Fegato alla Veneziana

Serves 2 generously

12oz (340g) calf's liver

2tbs olive oil

1oz (30g) butter

2 onions, thinly sliced

1 1/2 tbs chopped parsley

1/2 tbs balsamic or sherry vinegar, or red wine vinegar

salt and pepper

Preparation: Trim the liver and cut into pieces about 2.5cm (1in) square. Set aside for the moment. Heat half the olive oil and half the butter in a wide saucepan. Add the onions and 1tbs of parsley, stir, then cover and cook slowly for 30 minutes, stirring once or twice. Uncover, raise the heat and continue cooking until golden - another 10 minutes or so. Season with salt and pepper and scoop out on to a serving dish. Keep warm if necessary. When the onions are nearly done, heat the remaining oil and butter in a separate pan. Saute the calf's liver for 1-2 minutes over a high heat. Drizzle over the vinegar, season with salt and pepper, stir for a few seconds, then spoon on to the onions. Scatter with remaining parsley and serve.

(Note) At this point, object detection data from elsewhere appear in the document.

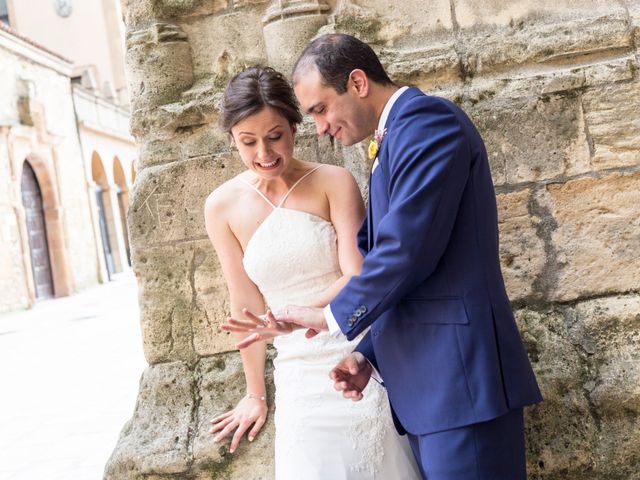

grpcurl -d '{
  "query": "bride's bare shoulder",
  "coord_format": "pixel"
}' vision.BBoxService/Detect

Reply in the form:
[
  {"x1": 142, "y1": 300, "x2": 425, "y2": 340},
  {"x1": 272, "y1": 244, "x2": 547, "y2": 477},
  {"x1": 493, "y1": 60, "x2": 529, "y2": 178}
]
[
  {"x1": 204, "y1": 172, "x2": 246, "y2": 214},
  {"x1": 310, "y1": 162, "x2": 355, "y2": 181}
]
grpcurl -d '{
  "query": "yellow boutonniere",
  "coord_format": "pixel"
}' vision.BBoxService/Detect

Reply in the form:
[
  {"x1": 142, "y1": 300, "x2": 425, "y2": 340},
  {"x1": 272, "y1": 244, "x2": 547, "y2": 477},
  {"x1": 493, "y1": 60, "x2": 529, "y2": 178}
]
[
  {"x1": 369, "y1": 140, "x2": 380, "y2": 160},
  {"x1": 369, "y1": 128, "x2": 387, "y2": 160}
]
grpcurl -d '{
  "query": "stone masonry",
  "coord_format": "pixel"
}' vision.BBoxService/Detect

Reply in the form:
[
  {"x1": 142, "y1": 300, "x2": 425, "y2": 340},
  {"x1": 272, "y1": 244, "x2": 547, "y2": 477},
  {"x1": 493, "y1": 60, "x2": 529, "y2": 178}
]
[{"x1": 105, "y1": 0, "x2": 640, "y2": 480}]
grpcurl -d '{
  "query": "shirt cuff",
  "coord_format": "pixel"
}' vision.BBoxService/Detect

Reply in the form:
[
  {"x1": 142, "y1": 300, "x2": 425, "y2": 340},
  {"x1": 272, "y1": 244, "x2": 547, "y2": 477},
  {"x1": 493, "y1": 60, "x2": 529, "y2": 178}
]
[
  {"x1": 367, "y1": 360, "x2": 384, "y2": 385},
  {"x1": 322, "y1": 305, "x2": 343, "y2": 338}
]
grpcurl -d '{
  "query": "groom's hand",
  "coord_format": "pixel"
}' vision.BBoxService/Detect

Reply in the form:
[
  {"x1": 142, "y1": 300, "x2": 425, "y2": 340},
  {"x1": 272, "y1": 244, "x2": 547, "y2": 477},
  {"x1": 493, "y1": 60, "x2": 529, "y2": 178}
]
[
  {"x1": 329, "y1": 352, "x2": 373, "y2": 402},
  {"x1": 273, "y1": 305, "x2": 329, "y2": 338}
]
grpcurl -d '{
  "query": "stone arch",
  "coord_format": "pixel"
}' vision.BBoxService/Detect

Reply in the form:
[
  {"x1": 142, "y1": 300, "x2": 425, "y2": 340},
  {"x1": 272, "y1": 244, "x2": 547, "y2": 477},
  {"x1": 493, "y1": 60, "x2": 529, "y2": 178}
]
[
  {"x1": 113, "y1": 156, "x2": 131, "y2": 266},
  {"x1": 18, "y1": 154, "x2": 74, "y2": 303},
  {"x1": 91, "y1": 151, "x2": 122, "y2": 279}
]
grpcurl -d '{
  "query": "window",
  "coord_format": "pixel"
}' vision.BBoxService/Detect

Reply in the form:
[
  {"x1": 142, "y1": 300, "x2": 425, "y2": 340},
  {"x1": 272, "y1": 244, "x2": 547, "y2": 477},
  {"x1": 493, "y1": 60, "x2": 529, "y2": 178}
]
[{"x1": 0, "y1": 0, "x2": 9, "y2": 25}]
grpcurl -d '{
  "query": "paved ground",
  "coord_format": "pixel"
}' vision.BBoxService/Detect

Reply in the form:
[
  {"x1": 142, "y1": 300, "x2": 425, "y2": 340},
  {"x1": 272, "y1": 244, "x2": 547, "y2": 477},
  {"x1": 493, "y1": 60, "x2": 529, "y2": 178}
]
[{"x1": 0, "y1": 272, "x2": 146, "y2": 480}]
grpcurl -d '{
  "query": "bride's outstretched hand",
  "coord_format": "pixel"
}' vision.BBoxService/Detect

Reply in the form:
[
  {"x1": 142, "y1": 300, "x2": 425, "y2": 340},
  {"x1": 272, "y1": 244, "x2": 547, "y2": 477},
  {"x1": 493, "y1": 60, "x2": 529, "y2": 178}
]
[
  {"x1": 220, "y1": 308, "x2": 302, "y2": 348},
  {"x1": 329, "y1": 352, "x2": 373, "y2": 402},
  {"x1": 209, "y1": 395, "x2": 268, "y2": 453}
]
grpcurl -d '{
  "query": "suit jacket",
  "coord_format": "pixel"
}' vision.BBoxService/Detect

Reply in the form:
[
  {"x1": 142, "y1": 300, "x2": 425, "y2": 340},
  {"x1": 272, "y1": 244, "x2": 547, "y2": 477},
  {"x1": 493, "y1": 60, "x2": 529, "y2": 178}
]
[{"x1": 330, "y1": 88, "x2": 542, "y2": 435}]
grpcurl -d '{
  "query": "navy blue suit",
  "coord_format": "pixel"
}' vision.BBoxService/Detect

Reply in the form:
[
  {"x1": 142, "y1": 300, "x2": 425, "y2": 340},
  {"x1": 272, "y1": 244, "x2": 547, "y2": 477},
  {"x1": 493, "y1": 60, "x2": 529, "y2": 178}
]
[{"x1": 331, "y1": 88, "x2": 542, "y2": 478}]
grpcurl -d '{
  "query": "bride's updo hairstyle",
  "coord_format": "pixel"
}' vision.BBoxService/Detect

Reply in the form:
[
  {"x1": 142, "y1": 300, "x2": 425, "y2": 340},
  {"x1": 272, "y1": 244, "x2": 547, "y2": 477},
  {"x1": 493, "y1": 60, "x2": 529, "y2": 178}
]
[{"x1": 218, "y1": 66, "x2": 302, "y2": 134}]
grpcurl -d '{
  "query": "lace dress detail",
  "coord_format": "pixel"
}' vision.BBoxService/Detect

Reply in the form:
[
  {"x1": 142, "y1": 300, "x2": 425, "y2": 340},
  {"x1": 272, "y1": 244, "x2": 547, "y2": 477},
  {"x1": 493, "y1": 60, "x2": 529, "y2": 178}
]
[{"x1": 239, "y1": 165, "x2": 420, "y2": 480}]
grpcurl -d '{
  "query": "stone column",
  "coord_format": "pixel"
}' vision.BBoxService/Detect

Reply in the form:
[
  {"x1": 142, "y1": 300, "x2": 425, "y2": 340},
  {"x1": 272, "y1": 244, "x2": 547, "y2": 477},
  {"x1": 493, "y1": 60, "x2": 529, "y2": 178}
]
[
  {"x1": 262, "y1": 0, "x2": 329, "y2": 76},
  {"x1": 105, "y1": 0, "x2": 640, "y2": 480}
]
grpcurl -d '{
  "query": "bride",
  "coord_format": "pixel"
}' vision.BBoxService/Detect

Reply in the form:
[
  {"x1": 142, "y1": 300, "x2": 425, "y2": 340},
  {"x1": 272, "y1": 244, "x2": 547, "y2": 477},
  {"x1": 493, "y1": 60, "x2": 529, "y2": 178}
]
[{"x1": 205, "y1": 67, "x2": 420, "y2": 480}]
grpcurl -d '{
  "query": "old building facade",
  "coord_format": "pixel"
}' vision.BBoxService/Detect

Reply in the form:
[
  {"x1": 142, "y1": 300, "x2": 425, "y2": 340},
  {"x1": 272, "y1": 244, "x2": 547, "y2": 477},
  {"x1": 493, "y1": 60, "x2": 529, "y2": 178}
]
[
  {"x1": 106, "y1": 0, "x2": 640, "y2": 480},
  {"x1": 0, "y1": 0, "x2": 136, "y2": 312}
]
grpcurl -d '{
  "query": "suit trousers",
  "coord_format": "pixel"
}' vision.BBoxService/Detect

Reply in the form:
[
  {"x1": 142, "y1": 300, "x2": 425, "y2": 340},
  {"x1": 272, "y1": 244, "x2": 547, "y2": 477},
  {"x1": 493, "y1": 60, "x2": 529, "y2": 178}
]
[{"x1": 408, "y1": 408, "x2": 527, "y2": 480}]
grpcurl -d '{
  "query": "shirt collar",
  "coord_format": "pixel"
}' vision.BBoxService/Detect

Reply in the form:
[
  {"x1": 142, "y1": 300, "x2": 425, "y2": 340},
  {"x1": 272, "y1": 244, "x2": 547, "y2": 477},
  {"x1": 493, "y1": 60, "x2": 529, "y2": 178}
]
[{"x1": 378, "y1": 87, "x2": 409, "y2": 132}]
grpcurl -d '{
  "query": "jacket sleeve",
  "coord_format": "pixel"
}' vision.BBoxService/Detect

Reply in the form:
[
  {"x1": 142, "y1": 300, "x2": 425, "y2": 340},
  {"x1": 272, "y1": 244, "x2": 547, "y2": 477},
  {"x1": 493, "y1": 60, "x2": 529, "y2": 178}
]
[
  {"x1": 357, "y1": 217, "x2": 369, "y2": 257},
  {"x1": 331, "y1": 96, "x2": 471, "y2": 339}
]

THIS is a wonderful way of cooking small pearl or pickling onions in a rich sweet and sour tomato sauce, from Ambrose Heath's The Book of the Onion. Serve the onions cold as part of a mixed hors d'oeuvre or as a relish with cold meats or cheese.

Onions a la Monegasque

Serves 4

1lb/450g small pickling (or pearl) onions

1/2 pt (290 ml) water

4fl oz (110 ml) white wine vinegar

3tbs olive oil

2 sprigs parsley

2 sprigs thyme

1 bay leaf

3tbs tomato puree

1 1/2 oz (45g) castor sugar

2oz (55g) raisins

salt and pepper

Preparation: Slice root and tip from the onions. Pour boiling water over them, leave for 1 minute and drain. Slip off the skins. Pat dry. Tie the herbs together in a bunch with a piece of string to make a bouquet garni.

Place onions and herbs in a pan with all the remaining ingredients and bring up to a simmer. Simmer very gently for about 1 1/2 hours, until onions are tender and the sauce is fairly thick. Cool, remove bouquet garni and serve at room temperature.